Spinosaurus Could Be First Semi-Aquatic Dinosaur (Video)

New research has shown that the Spinosaurus, the largest carnivorous dinosaur, might have been just as well suited for life in the water as on land.
9/12/2014
Updated:
9/1/2015

Spinosaurus, the largest of all carnivorous dinosaurs, may have been just as well-equipped for life in the water as on land. The Cretaceous-era dinosaur was even bigger than a T. Rex and measured in at 50 feet long with a sail on its back as tall as an adult man.

And a new fossil construction suggests the creature likely stalked prey by moving through the water like a crocodile.

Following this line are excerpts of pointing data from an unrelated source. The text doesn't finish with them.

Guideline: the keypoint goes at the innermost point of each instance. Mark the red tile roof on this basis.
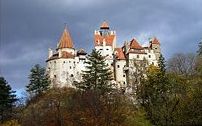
(98, 39)
(119, 54)
(135, 45)
(65, 40)
(67, 55)
(155, 41)
(104, 25)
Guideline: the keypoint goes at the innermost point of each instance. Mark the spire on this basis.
(104, 25)
(65, 39)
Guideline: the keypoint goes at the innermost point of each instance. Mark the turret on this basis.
(65, 43)
(155, 45)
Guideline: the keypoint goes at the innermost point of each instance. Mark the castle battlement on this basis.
(65, 64)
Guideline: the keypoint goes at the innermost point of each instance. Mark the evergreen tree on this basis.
(7, 98)
(161, 64)
(39, 81)
(97, 75)
(200, 48)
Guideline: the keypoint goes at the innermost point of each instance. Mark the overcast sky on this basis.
(30, 27)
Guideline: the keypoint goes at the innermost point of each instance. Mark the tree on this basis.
(156, 95)
(161, 64)
(39, 81)
(183, 64)
(7, 99)
(200, 48)
(97, 75)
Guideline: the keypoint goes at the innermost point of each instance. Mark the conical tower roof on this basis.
(155, 41)
(65, 40)
(134, 44)
(104, 25)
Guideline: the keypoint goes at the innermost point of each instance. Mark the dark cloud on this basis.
(29, 28)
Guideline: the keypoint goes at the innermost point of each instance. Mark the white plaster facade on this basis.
(65, 64)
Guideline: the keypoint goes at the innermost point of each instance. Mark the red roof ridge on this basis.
(119, 54)
(155, 41)
(135, 45)
(65, 40)
(104, 25)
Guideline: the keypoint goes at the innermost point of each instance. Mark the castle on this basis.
(65, 64)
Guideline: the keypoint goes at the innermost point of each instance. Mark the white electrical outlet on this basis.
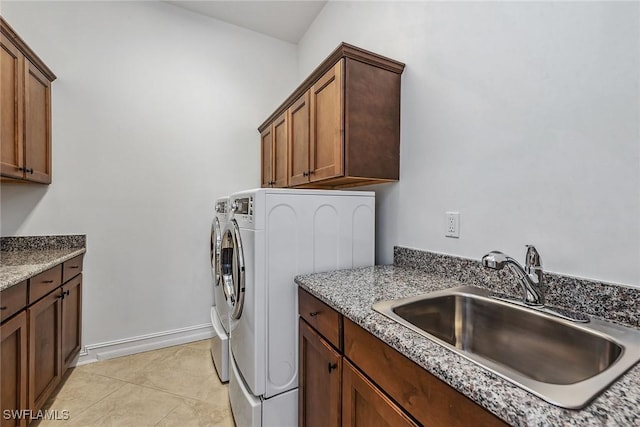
(453, 224)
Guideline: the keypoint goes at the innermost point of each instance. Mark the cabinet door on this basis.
(11, 109)
(363, 404)
(266, 148)
(71, 320)
(280, 148)
(299, 141)
(319, 380)
(327, 125)
(13, 373)
(37, 125)
(45, 363)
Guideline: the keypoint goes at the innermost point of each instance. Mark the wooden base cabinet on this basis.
(320, 375)
(71, 331)
(25, 106)
(376, 385)
(344, 123)
(13, 370)
(45, 363)
(364, 405)
(41, 337)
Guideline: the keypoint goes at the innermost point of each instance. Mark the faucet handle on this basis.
(533, 264)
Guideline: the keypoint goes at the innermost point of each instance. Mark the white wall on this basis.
(524, 117)
(155, 111)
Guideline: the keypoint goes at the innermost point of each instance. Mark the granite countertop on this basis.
(23, 258)
(352, 292)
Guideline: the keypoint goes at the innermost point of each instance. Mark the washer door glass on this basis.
(232, 269)
(216, 246)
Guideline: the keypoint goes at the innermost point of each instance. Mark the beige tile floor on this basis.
(174, 386)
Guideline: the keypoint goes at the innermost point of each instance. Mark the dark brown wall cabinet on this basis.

The report, published Thursday in the journal Science, says new fossils show Spinosaurus had rake-like teeth perfect for pulling in fish, had nostrils part way up its snout making it easier to breath in the water and was likely incapable of standing on two legs.

A dinosaur expert explains to National Geographic that the creature’s narrow hips and short thighs are big clues that it likely spent a lot of time in the water.

“This doesn’t make much sense for a land animal that makes a living chasing other land animals. But if it is an animal that doesn’t spend most of its time on land, but instead in the water, it doesn’t need strong leg muscles.”

A paleontologist told The New York Times the evidence that the creature lived a semi-aquatic lifestyle was “quite convincing” but only added to the animal’s strangeness, referring to the way it moved on land with four legs.

LiveScience  says that while this discovery answers a lot of questions about the Spinosaurus, it still doesn’t provide an explanation for the enormous sail on its back. The most accepted theory is that it served some sort of display function.

It’s pretty crazy this research happened at all. The most complete skeleton of Spinosaurus was destroyed in 1944 when the British Royal Air Force accidentally bombed a Munich paleontology museum during World War II.

The Guardian says this led to a sort of dry spell for research on the creature until Nazir Ibrahim, the new study’s lead author, got lucky when a stranger handed him a box of fossils that happened to be from a Spinosaurus.

The first bones of a Spinosaurus were discovered in an Egyptian desert in 1911.